There is an island with $N$ inhabitants (for example $A_1, A_2, \dots, A_N$), each of them is either a knight, a knave, or a spy. As usual:
- knights will always tell the truth upon answering a question,
- knaves will always lie,
- and spies can do both (however they always alternate the truth value of their answers, i.e. if they lied they definitely will tell the truth upon the next answer, and vice versa).
You must determine the correct identities of all $A_i$'s by asking questions, which have to be of one of the following forms:
- Is $A_j$ a knight/knave/spy? (It includes the $i=j$ case, so you particularly can ask "Are you a knight/knave/spy?") The answer will be either "yes" or "no".

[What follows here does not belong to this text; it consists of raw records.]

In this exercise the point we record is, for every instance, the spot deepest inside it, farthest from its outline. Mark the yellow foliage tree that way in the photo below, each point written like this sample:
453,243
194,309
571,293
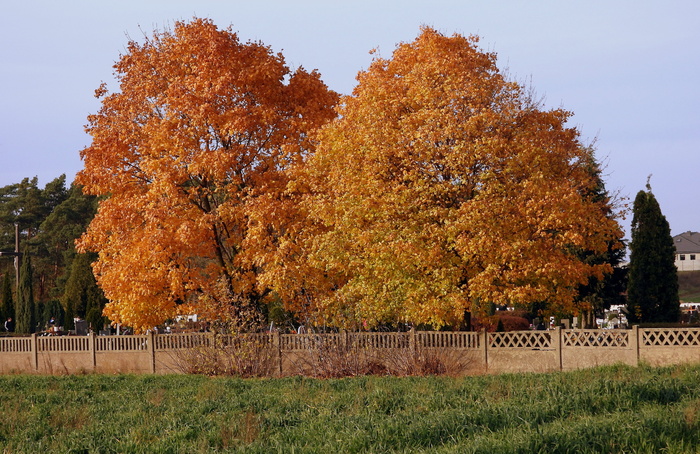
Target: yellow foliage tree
442,187
191,154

- How many knights/knaves/spies are among you? The answer will be an integer between $0$ and $N$, inclusively (so, for example for $N=20$, even a knave wouldn't answer $25$, $-3$, or $8.5$).
It's very easy to construct a solution with $2N$ questions, namely asking each islander twice: "Are you a spy?", because
- a knight will say "no" at both times (since knights never lie, and a knight is indeed not a spy),
- a knave will say "yes" both times (vice versa, a knave always lies, and still isn't a spy),
- and a spy will give different answers each time (because spies never lie or tell the truth twice in a row).

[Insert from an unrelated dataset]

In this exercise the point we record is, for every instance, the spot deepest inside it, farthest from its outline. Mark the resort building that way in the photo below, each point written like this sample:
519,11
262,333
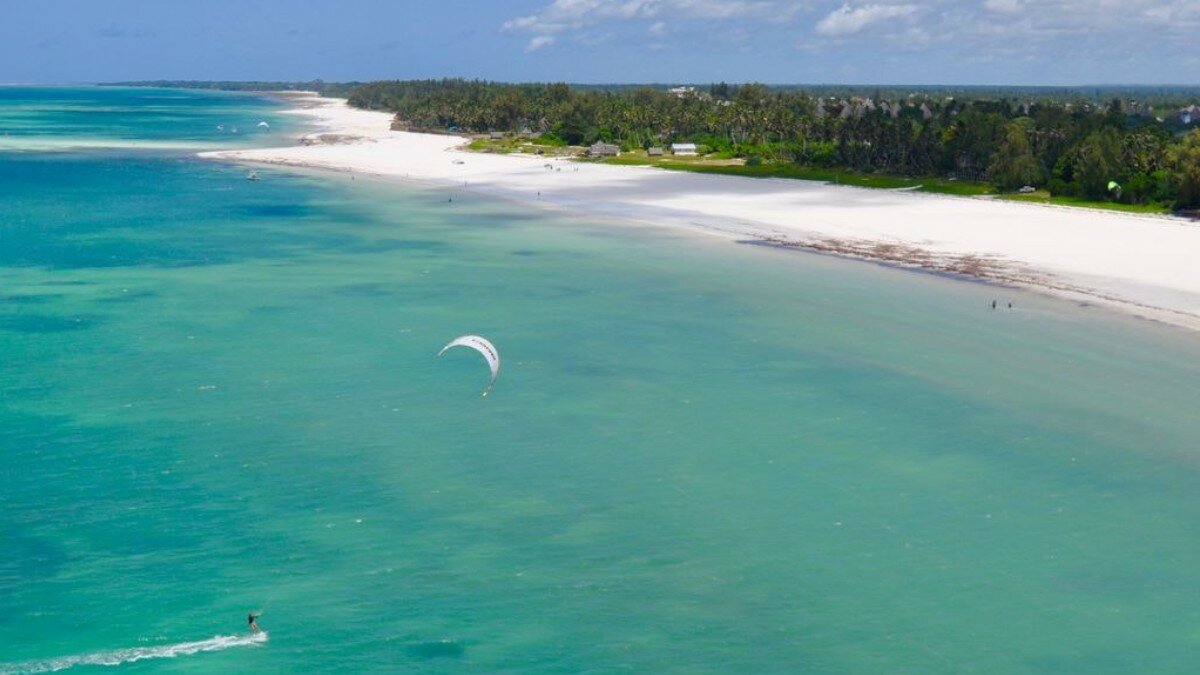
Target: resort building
601,149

So, after 2 questions we can reveal the identity of one given islander.
The question to this puzzle is: Can the number of questions be less than $2N$, and if it can, what's the minimum number of questions needed? (In the solution above, the second type of questions was not even used.)
Update (some clarifications):
- As usual, the question is about the worst case (i.e. a strategy that guarantees the identifying after specified number of questions (with 100% probability)).
- All islanders know the identities of each other.
- Groups cannot be subdivided (the "second-type" question always refer to the whole set).